We saw the cover-up of embarrassing FOI documents; we have discussed that at length. We have not had time to go through some of the issues around land rent and some of the less than forthcoming answers we had from the Chief Minister in the lead-up to the election and after the election. That is something that, once people have had a chance to digest the estimates report, we as an Assembly will have to look at.
In relation to OwnPlace, there was misrepresentation. There was misrepresentation of what the committee said. The committee found that there indeed was misrepresentation of what went on in the committee by the Chief Minister.
I would just say to members of the Assembly—to all non-executive members and to all members—“Look at the report very closely.” As far as openness and accountability go, we saw the attempt to avoid them. We saw a number of examples of politicisation, failure to allow themselves to be scrutinised, avoiding issues deliberately and, on a number of occasions, giving contradictory evidence which had to be corrected and in some cases still has not been corrected. I would simply say to all those ministers who are particularly named that they should check the record, and they should come back and correct the record as soon as possible—(Time expired.)

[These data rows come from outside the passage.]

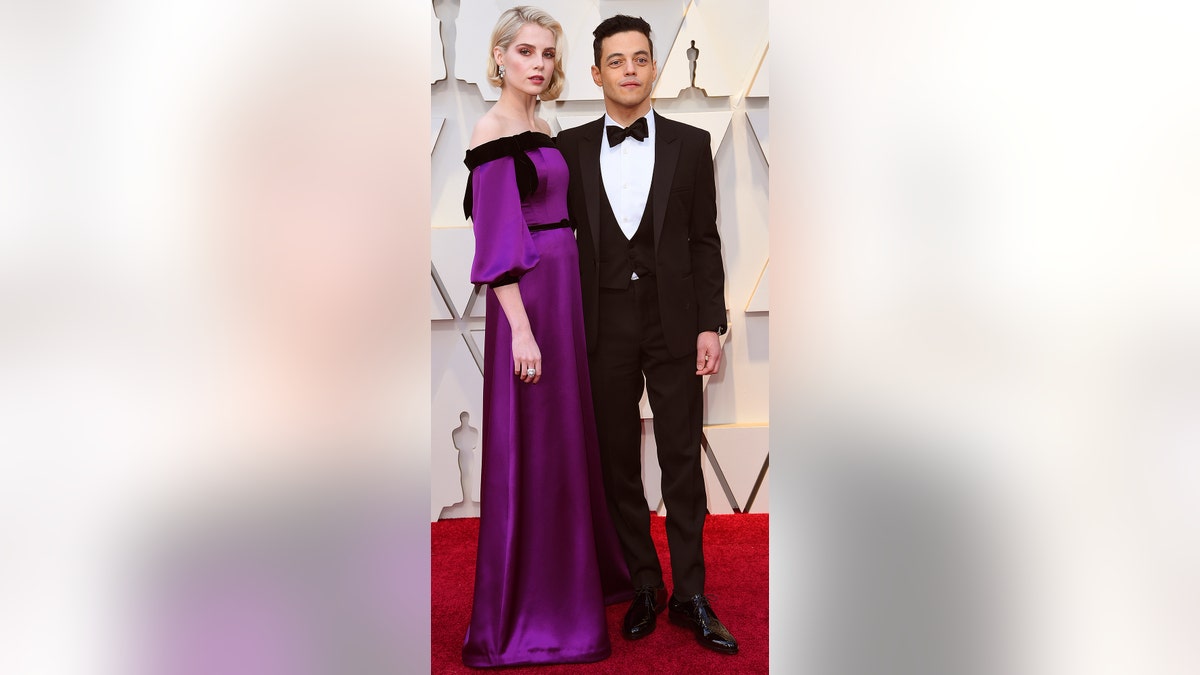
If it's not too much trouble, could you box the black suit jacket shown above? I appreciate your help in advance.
[558,113,725,357]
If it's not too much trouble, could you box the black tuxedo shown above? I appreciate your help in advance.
[558,113,725,597]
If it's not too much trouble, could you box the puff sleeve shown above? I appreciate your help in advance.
[470,156,539,286]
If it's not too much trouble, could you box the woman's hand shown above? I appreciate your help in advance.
[512,329,541,384]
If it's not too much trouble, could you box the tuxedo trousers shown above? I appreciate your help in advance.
[588,277,708,598]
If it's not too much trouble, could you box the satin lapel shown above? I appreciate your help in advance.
[650,113,679,249]
[580,118,604,256]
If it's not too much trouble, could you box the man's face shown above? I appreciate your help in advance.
[592,30,659,108]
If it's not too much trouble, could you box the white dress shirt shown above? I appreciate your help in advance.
[600,109,654,239]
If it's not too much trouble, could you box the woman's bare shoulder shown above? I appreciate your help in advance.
[469,114,509,148]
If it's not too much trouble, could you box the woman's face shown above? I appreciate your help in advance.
[496,24,556,96]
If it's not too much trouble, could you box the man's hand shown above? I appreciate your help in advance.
[696,330,721,375]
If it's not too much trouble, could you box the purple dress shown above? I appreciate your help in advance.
[462,132,632,667]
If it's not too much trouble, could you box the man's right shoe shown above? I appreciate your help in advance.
[620,586,667,640]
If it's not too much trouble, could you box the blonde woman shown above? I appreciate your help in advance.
[462,6,632,667]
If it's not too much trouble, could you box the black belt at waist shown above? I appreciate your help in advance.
[529,219,571,232]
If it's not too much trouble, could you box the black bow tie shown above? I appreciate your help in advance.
[605,118,650,148]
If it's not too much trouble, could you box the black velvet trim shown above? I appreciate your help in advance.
[487,274,521,288]
[462,131,554,217]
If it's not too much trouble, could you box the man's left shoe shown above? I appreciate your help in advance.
[667,595,738,653]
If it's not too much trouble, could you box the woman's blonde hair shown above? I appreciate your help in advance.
[487,5,566,101]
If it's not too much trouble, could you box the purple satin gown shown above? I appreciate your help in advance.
[462,132,632,667]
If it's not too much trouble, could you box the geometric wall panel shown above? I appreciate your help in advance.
[654,0,768,98]
[746,109,770,165]
[745,259,770,312]
[430,118,446,153]
[667,110,733,157]
[430,227,475,316]
[746,41,770,96]
[430,5,446,84]
[704,424,770,513]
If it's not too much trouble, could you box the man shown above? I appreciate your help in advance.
[558,14,738,653]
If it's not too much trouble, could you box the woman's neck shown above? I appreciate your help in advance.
[496,86,538,130]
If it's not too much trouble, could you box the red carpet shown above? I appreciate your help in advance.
[431,514,768,675]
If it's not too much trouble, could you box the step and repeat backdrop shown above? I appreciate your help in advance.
[430,0,770,520]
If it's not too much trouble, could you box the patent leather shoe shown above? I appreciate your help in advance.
[667,595,738,653]
[620,586,667,640]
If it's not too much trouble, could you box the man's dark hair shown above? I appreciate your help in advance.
[592,14,654,68]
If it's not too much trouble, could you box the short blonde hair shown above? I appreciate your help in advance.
[487,5,566,101]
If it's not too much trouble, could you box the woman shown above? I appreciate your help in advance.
[463,6,630,667]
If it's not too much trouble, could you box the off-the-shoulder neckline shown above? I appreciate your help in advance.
[467,130,554,153]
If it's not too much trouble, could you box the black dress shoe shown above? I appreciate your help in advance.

MR STANHOPE (Ginninderra—Chief Minister, Minister for Transport, Minister for Territory and Municipal Services, Minister for Business and Economic Development, Minister for Indigenous Affairs and Minister for the Arts and Heritage) (4.09): I am grateful for the opportunity to speak on this matter of public importance today. I will focus on two aspects of this debate in the time that I have available to me.
The first is the extent to which open and accountable government, something which each member of the Labor Party in this place strives for, must nevertheless be tempered by the actualities of the real world: resources, logistics, commercial confidentiality, cabinet confidentiality and, importantly, genuine public interest. As anyone in Canberra who has ever done a decent day’s work in a government agency would know, these limits to which I have referred are real, not imaginary, and on occasion they are necessary.